Loss of Hypo Warning (unawareness)
Hypoglycaemic unawareness is a serious problem for people with diabetes. The usual first symptoms hypoglycaemia such as feeling hungry, sweating and anxiety are lost. These symptoms are produced by stimulation of the sympathetic nervous system and the adrenal gland. If there are frequent episodes of hypoglycaemia, especially at night, often masked by alcohol, the part of the brain that recognizes low blood glucose fails to do so. The effect of this is that the blood glucose fall still further, and the brain then becomes short of glucose and parts stop working effectively. The effects are that there can be changes in vision, mood, concentration and behavior. Ultimately if the blood glucose falls still further, consciousness is lost and coma with fits may follow. A third party such as a parent, spouse or paramedic can only help this. The treatment for milder hypoglycaemia is glucose or other sugary drink of food, but later, glucagon or glucose injection is needed. Many people and diabetic patient groups have suggested that this is a specific problem for people taking human insulin, but extensive investigation in Europe and the USA have shown no difference in the responses to hypoglycaemia between human and animal insulin’s. However, there is no reason why anyone who is happy on animal insulin should have to swap to human insulin, or why anyone with hypo unawareness could not try animal insulin if they think it help the. Fortunately, it now seems that following the program below can restore hypoglycaemic awareness
Hypo Unawareness Programme
This programme is designed to help you restore your ability to recognise when your blood sugar is low. You are unable to recognise low blood sugar and do not have the symptoms such as sweating, tremor of the hands and palpitations that you may have had when your diabetes was first diagnosed. You are relying on symptoms such as slurring of speech, confusion or visual disturbance, which show your brain is not getting enough sugar and often you are not able to recognise and respond to when your blood sugar is low. This is particularly important at night.
What you need to do:
You must check your blood sugars 4 times a day before meals and before bed and write the results down in a book. You should also check your blood sugar on occasions between 2-4 o’clock in the morning. Your blood sugar should range between 5 and 10 mmols and if you find your blood sugar is below 5, even if you have no symptoms, you should take your next meal or 20 grams of carbohydrate to push your blood sugar back up to above 5 immediately. You should then try and work out whether it is the fact that you had insufficient food, did more exercise or work than usual or had more insulin that you might have needed in the period before the blood sugar result was tested.You should consider swapping to an MDI/basal bolus regime using analogue insulin as basal and bolus component. Injection Sites.

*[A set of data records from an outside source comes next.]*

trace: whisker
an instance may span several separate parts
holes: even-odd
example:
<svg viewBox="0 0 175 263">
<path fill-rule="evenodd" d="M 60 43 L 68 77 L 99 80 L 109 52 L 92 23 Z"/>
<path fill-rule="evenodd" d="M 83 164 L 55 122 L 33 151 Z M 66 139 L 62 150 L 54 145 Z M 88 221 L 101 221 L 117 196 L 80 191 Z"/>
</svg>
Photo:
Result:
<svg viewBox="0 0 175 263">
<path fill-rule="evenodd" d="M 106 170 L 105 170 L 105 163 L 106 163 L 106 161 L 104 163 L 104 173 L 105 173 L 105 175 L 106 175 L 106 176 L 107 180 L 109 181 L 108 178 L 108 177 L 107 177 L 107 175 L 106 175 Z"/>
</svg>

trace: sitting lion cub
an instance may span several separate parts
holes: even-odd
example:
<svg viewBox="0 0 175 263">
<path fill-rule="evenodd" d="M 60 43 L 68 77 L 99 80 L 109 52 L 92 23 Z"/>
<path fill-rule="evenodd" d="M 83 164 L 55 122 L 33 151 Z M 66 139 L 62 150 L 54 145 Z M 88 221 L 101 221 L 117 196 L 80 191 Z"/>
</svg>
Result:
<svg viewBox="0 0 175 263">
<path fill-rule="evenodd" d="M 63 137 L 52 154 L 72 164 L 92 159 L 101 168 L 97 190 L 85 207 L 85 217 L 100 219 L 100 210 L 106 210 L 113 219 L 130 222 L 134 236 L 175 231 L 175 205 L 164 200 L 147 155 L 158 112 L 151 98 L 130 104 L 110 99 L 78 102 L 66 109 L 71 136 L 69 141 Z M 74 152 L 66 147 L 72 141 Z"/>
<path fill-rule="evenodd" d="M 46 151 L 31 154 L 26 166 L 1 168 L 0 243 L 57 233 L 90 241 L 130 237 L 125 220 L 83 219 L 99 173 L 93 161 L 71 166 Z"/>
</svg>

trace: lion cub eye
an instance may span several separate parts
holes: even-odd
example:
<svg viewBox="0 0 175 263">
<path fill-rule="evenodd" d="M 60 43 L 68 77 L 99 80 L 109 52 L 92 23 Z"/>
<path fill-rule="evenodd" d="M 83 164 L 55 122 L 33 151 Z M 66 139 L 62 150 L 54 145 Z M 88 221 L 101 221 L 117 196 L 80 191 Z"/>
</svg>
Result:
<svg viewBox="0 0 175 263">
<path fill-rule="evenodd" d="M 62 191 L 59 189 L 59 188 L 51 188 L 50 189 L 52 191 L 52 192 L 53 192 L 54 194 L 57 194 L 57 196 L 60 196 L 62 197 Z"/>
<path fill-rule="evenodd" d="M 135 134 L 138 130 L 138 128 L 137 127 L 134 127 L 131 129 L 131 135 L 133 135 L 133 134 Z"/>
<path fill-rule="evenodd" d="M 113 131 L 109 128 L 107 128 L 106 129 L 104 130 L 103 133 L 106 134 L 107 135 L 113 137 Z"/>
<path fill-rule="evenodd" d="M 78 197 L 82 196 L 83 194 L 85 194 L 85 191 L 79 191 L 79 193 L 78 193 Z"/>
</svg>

Your long acting insulin or your evening mix of insulin should be given over the outer surface of the legs. Your quick acting insulin should be given over the arms or the front of your stomach. Your morning insulin should be given in the same area each day.You should avoid alcohol, particularly at bedtime. Alcohol interferes with your ability to recognise when your blood sugar is low.You should follow the Dietician’s advice and space out your carbohydrate intake throughout the day accordingly.If you have a partner, they will be given Hypostop or glucogon to give you if you are unable to take anything by mouth when your blood sugar is low.The driving regulations in different states are variable, but most insist that if you are unable to recognise low blood sugar, you are not eligible to drive. Thus, until you are able to recognise when your blood sugar is low, you must not drive, until warning signs return.
The purpose of this programme is to restore your ability to recognise low blood sugar and, if adhered to carefully, the programme is very successful.